A resposta é tão direta quanto enviesada:

“Com Oliveira Prete ou sem Oliveira Prete.”

Para concluir o acordo…:

“Estamos dispostos a lhe oferecer US$ 2 bilhões, para usar como o seu governo achar adequado, no momento que lhe for oportuno, e no lugar que lhe parecer adequado” – propõe, de antemão, depósito em um paraíso fiscal, Barbados, e segue sua arenga hipócrita – “Um procedimento operacional padrão para esse tipo de intercâmbio, usado por grandes nações industrializadas para ajudar nas causas humanitárias que, por um ou outro motivo, não podem aparecer na contabilidade.”

Esperamos que Blanco, o presidente argentino, recue, demonstre integridade. Afinal, é Ricardo Darín. Mas não. Ele fala apenas um número: “Cinco”. Isto é, ele quer cinco, não dois bilhões…

Tudo se finaliza como previsto: no final, através de nações-satélite da América Central, os norte-americanos passam a dominar o mercado de petróleo na América Latina e Caribe. O presidente argentino se vende e, sabemos, o destino do Brasil será… sem Oliveira Prete, então transformado em metáfora de Dilma Rousseff, que será deposta para que a Petrobras perca controle do petróleo brasileiro.

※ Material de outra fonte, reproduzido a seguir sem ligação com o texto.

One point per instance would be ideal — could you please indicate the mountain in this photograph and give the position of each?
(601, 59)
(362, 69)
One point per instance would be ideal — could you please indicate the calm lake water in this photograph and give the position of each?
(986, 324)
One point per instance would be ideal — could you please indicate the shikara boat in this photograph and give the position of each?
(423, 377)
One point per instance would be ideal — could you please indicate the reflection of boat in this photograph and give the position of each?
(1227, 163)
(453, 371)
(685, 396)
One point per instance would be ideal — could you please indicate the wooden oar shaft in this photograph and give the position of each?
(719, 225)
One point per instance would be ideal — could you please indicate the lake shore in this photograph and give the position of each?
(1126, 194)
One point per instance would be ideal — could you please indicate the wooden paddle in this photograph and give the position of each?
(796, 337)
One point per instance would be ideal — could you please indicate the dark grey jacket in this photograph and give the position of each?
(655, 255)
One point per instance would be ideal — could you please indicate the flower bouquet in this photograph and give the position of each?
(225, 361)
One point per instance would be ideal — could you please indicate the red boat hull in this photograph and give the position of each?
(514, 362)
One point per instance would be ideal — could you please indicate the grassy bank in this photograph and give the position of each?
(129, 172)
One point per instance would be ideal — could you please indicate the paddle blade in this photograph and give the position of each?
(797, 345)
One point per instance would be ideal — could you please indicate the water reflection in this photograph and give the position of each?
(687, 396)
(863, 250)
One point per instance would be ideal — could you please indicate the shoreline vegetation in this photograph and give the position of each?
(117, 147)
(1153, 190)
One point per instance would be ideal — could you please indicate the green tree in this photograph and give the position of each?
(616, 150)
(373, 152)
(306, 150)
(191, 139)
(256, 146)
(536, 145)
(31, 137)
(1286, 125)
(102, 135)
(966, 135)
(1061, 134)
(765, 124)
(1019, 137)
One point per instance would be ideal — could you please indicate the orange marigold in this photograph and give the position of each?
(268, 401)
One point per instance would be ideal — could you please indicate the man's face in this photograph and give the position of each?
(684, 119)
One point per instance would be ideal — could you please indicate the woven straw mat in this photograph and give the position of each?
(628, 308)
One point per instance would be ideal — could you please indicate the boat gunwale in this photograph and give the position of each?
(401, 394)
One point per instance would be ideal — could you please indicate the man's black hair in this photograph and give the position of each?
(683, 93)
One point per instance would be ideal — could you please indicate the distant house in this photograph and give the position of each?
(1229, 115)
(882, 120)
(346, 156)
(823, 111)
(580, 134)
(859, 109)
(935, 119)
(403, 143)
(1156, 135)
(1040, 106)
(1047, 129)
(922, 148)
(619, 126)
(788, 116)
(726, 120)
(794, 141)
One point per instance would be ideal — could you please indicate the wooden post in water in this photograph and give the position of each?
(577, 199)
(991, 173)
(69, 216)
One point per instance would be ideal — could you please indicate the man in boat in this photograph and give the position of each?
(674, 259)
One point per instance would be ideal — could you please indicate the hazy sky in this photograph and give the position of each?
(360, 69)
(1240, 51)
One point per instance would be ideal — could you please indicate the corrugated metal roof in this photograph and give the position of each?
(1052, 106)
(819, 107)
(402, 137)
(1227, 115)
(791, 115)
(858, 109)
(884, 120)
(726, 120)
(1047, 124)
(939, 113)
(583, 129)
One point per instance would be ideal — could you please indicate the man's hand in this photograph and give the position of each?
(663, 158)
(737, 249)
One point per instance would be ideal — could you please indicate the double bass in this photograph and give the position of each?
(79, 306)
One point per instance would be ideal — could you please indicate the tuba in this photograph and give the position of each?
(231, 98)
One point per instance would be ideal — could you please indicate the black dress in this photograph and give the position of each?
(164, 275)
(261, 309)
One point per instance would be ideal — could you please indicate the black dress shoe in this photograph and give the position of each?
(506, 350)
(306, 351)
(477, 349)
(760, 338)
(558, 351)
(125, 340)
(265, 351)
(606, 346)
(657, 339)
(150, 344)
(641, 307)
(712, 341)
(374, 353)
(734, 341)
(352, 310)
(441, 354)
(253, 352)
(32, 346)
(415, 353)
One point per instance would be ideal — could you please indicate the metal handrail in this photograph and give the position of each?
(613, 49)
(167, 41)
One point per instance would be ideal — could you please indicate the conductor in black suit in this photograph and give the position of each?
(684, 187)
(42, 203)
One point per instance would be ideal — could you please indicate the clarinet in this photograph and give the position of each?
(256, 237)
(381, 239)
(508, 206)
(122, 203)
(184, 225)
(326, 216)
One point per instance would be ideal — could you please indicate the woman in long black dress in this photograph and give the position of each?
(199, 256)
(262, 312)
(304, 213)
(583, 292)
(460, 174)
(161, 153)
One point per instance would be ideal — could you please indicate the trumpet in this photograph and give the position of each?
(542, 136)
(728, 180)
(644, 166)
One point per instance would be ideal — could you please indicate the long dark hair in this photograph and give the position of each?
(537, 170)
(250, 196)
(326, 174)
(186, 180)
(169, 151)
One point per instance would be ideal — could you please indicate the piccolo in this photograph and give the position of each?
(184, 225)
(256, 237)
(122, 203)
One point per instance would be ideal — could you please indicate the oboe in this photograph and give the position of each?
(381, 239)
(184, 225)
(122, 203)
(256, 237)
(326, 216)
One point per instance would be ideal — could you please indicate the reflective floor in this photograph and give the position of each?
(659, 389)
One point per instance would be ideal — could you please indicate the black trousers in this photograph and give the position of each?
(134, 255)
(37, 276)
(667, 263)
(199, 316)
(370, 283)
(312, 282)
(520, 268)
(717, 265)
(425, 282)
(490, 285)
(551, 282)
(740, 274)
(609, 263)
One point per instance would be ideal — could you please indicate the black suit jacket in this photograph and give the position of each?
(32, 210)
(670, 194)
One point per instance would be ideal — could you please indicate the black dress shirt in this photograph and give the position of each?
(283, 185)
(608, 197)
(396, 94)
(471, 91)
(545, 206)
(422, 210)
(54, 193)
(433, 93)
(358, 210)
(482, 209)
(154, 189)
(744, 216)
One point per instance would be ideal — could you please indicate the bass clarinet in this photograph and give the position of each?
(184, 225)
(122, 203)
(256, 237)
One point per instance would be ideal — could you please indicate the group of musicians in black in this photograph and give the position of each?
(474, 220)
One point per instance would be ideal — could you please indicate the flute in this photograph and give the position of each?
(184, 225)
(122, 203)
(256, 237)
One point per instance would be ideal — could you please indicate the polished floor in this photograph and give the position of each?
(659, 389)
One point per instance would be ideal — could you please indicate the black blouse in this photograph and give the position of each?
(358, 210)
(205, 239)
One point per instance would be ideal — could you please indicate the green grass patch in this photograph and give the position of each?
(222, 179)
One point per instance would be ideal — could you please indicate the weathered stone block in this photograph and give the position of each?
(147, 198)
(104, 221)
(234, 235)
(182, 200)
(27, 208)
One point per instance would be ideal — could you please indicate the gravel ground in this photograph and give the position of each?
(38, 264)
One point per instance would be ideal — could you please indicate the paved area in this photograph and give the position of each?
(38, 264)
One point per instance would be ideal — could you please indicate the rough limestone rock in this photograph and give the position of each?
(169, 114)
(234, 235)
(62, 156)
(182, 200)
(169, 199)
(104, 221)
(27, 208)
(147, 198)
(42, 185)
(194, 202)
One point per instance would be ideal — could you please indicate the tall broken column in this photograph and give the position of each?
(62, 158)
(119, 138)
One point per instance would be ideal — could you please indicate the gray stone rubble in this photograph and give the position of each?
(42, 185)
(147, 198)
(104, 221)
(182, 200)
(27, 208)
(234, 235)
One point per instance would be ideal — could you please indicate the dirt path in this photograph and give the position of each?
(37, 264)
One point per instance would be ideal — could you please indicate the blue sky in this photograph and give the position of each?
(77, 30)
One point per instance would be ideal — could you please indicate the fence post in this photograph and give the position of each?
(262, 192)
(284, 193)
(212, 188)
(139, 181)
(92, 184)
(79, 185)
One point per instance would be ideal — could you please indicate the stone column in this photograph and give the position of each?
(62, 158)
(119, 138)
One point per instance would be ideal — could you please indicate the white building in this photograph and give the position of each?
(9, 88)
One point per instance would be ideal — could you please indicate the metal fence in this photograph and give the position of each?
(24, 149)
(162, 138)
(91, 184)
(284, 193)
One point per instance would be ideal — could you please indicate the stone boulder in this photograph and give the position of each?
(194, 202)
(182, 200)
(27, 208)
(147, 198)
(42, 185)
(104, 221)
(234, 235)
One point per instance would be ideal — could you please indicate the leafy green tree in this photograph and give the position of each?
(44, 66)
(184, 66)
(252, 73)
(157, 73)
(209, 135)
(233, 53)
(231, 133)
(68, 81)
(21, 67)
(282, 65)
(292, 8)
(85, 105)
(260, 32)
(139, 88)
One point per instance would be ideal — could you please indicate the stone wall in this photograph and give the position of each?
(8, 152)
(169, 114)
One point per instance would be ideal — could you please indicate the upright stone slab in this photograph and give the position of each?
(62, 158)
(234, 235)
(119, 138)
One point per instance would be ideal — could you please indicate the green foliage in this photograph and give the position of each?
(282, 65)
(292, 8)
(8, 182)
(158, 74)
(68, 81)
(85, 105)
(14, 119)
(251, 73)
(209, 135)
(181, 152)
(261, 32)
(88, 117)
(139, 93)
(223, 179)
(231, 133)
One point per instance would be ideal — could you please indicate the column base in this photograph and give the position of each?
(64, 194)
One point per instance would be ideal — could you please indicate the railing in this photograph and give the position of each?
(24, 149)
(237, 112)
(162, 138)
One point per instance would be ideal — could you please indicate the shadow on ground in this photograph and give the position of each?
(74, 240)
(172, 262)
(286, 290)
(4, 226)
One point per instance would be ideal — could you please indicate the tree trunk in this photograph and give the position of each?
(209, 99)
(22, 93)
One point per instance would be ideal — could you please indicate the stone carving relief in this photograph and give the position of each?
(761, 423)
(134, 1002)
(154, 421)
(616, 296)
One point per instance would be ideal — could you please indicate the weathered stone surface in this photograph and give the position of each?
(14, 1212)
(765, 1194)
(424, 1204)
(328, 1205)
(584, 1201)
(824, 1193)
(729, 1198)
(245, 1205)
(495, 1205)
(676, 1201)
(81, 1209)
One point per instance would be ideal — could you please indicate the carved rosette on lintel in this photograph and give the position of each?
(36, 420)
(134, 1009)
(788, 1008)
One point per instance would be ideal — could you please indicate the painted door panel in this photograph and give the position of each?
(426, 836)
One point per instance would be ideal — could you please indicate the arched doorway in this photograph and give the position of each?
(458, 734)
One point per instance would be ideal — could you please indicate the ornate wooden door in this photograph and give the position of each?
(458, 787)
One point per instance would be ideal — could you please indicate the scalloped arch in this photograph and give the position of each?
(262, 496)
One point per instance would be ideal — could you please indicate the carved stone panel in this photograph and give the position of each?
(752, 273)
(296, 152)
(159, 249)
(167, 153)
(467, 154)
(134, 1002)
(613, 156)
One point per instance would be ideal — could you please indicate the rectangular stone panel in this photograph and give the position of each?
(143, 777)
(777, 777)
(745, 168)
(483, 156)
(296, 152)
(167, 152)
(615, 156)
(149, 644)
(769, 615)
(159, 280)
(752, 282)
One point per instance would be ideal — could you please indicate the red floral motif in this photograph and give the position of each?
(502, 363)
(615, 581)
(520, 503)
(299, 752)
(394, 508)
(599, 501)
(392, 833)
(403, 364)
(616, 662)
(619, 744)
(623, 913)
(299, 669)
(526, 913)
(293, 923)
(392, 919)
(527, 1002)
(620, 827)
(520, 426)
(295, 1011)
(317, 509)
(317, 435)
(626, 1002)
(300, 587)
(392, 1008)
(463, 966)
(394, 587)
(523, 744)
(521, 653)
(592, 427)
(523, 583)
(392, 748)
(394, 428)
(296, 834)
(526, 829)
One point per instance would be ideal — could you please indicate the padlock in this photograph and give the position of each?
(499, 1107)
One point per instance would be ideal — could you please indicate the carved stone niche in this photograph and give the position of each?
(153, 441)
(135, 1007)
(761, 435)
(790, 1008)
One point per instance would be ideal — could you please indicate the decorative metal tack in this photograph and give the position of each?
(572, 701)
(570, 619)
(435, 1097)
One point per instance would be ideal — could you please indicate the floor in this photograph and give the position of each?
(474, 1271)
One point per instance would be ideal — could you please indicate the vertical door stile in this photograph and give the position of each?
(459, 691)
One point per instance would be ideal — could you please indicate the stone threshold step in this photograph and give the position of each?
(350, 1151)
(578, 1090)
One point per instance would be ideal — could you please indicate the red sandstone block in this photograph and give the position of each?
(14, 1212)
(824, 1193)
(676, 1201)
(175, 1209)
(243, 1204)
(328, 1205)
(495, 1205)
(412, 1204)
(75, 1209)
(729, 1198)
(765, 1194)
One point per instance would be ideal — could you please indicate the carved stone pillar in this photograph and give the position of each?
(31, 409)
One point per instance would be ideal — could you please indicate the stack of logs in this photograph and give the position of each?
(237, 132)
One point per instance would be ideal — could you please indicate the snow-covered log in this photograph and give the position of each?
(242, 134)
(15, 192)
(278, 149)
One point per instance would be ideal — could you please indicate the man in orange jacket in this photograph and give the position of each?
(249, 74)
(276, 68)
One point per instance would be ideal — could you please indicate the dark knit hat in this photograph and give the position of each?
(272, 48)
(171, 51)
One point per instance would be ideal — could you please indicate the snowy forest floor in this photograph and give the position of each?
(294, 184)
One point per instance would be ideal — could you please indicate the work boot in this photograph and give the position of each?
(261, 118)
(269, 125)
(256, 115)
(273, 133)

Sendo o filme de 2017, já havia ocorrido o Golpe no Brasil. Mas tudo o que muitos brasileiros insistem em não reconhecer, a participação norte-americana no processo, os interesses na soberania sobre o petróleo após as descobertas no pré-sal, e o próprio passado próximo de um presidente que conduziu o país ao desenvolvimento nunca antes alcançado, tudo está presente neste filme, sem esquecer do caráter corrupto do presidente argentino, do papel de moço de recados do presidente mexicano, e o cinismo do adido comercial norte-americano, “dono do jogo, dono da bola”, que não abdica de seu poder para fazer com que as demais nações sirvam aos seus interesses, não aos de seus povos.

Não sei se “A Cordilheira” será exibido no Brasil. Acredito até que o seja, visto o prestígio de Ricardo Darín por aqui, e a bilheteria que amealha. Mas, se não o for, há como baixá-lo na Internet. Façam isso: baixem, vejam, copiem, o distribuam. Boa parte da atual política americana está nele: a boa parte má, a qual temos, hoje, enormes dificuldades, como o presidente Oliveira Prete, de superar, a bem do almejado futuro do país, objeto de negociações (na verdade, de entreguismo) dos golpistas aí postos… por quem?